On évoque avec insistance la libération de Karim Wade. Le chef de l’État, Macky Sall, l’a même annoncé sur les ondes de Rfi. Cet élargissement de prison, suivant notre arsenal juridique, peut se faire de trois manières : par le biais d’une loi d’amnistie, d’une grâce présidentielle ou d’une libération conditionnelle. Trois concepts qui n’ont pas les mêmes mécanismes, mais qui ont pratiquement le même effet : l’élargissement d’une personne de prison.
L’improbable amnistie
Disons-le tout de suite. Il est peu probable que Karim Wade puisse bénéficier d’une loi d’amnistie comme ce fut le cas de Clédor Sène et cie après le meurtre de Me Babacar Sèye.
Amnistier Karim Wade, c’est lui donner une nouvelle virginité judiciaire. Cela veut dire que sa peine de 6 ans, infligée par la Cour de répression de l’enrichissement illicite (Crei), sera effacée, de même que l’amende et les dommages et intérêts qu’il doit au Trésor public (l’amende) et à l’État du Sénégal (les dommages et intérêts). Ce qui signifie que les saisies opérées sur ses biens devront être restituées. Cela veut dire également que son casier judiciaire va redevenir vierge. Il pourra ainsi jouir de tous ses droits civiques et politiques. Personne ne pourra lui reprocher d’être coupable d’enrichissement illicite. Ce qui, politiquement, n’est pas pour arranger Macky Sall.
L’article 727 alinéa 2 du Code de procédure pénale dispose, en effet, que « sont retirées du casier judiciaire les fiches relatives à des condamnations effacées par une amnistie ».
Contrairement à la grâce présidentielle et à la libération conditionnelle, l’amnistie efface complètement la peine prononcée. En cas d’amnistie, le délit ou le crime pour lequel la personne a été condamnée est censé n’avoir jamais existé. On ne peut revenir sur des faits amnistiés.
Mais cette prérogative appartient exclusivement à l’Assemblée nationale et même si Macky Sall était favorable au vote d’une telle loi, il y aurait des blocages à l’Assemblée nationale comme c’est le cas avec la dépénalisation des délits de presse.
La possible grâce présidentielle
En revanche, Karim Wade peut bien bénéficier de la grâce présidentielle ou de la libération conditionnelle.
La grâce est accordée par décret du Chef de l’État. C’est l’une des prérogatives constitutionnelles du Président de la République, prévue dans l’article 47 de la Constitution sénégalaise. Il peut en faire bénéficier qui il veut. À une condition : la condamnation de la personne à gracier doit être définitive.

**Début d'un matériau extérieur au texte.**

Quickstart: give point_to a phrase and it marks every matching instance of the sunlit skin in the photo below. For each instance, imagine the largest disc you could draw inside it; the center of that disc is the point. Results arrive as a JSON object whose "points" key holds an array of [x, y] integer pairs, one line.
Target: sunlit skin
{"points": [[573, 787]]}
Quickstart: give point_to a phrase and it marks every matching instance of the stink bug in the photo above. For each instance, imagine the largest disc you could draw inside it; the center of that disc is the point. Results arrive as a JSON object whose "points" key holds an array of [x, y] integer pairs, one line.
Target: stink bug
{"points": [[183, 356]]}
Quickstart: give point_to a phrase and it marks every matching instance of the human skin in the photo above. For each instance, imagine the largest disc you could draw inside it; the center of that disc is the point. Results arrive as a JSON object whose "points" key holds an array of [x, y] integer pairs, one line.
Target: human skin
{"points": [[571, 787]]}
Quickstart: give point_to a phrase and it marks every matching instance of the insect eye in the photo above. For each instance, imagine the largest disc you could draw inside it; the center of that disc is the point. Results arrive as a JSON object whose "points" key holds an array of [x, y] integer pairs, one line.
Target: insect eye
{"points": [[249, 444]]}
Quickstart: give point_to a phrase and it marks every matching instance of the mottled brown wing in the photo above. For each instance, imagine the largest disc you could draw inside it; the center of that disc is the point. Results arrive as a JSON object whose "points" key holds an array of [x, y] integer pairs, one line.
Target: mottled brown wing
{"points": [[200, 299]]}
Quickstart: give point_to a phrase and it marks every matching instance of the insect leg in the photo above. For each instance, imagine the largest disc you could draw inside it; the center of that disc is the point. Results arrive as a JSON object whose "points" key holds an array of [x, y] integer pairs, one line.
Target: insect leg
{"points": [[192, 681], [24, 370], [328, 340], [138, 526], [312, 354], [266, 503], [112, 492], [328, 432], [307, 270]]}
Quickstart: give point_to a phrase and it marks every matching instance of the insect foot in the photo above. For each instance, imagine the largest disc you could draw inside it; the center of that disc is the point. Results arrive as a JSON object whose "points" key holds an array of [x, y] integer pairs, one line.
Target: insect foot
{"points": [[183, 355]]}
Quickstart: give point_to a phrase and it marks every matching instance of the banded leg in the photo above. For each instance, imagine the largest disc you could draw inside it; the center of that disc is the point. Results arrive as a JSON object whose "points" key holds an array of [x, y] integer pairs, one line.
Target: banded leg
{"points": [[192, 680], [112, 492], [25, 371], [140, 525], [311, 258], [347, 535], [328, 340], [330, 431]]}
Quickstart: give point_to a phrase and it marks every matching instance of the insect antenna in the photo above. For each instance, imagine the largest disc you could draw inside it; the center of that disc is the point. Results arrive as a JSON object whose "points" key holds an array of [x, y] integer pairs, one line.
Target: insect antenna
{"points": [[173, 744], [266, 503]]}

La grâce présidentielle n’annule pas le jugement et n’efface pas le casier judiciaire du condamné. Elle le dispense simplement de l’exécution de la totalité ou d’une partie de la peine.
Macky Sall peut donc bien user de cette prérogative pour libérer Karim Wade. D’ailleurs l’Union des magistrats sénégalais (Ums) n’y voit aucun inconvénient.
Le chef de l’État peut aussi demander à son ministre de la Justice, Me Sidiki Kaba, de faire bénéficier à Karim Wade des dispositions de l’article 699 du Code de procédure pénale. Un article qui indique que « les condamnés ayant à subir une ou plusieurs peines privatives de liberté peuvent bénéficier d’une libération conditionnelle s’ils ont donné des preuves suffisantes de bonne conduite et présentent des gages sérieux de réadaptation sociale ».
La libération conditionnelle, la voie royale
La libération conditionnelle étant « réservée aux condamnés ayant accompli trois mois de leur peine, si cette peine est inférieure à six mois, et la moitié de la peine dans le cas contraire » (Article 699 alinéa 2 du code de procédure pénale), Karim Wade peut en bénéficier, lui qui a quand même un comportement exemplaire (autre condition exigée) à la Maison d’arrêt de Rebeuss où il est incarcéré depuis son placement sous mandat de dépôt.
La libération conditionnelle est accordée par un arrêté du ministère de la Justice après avis de la commission consultative des peines et juge de l’application des peines. Et comme Papa Mamadou Pouye, le principal « homme de paille » de Karim Wade, arrêté et incarcéré en même temps que lui, a été libéré, rien se s’oppose, a priori, a ce que Karim Wade puisse bénéficier d’une libération conditionnelle.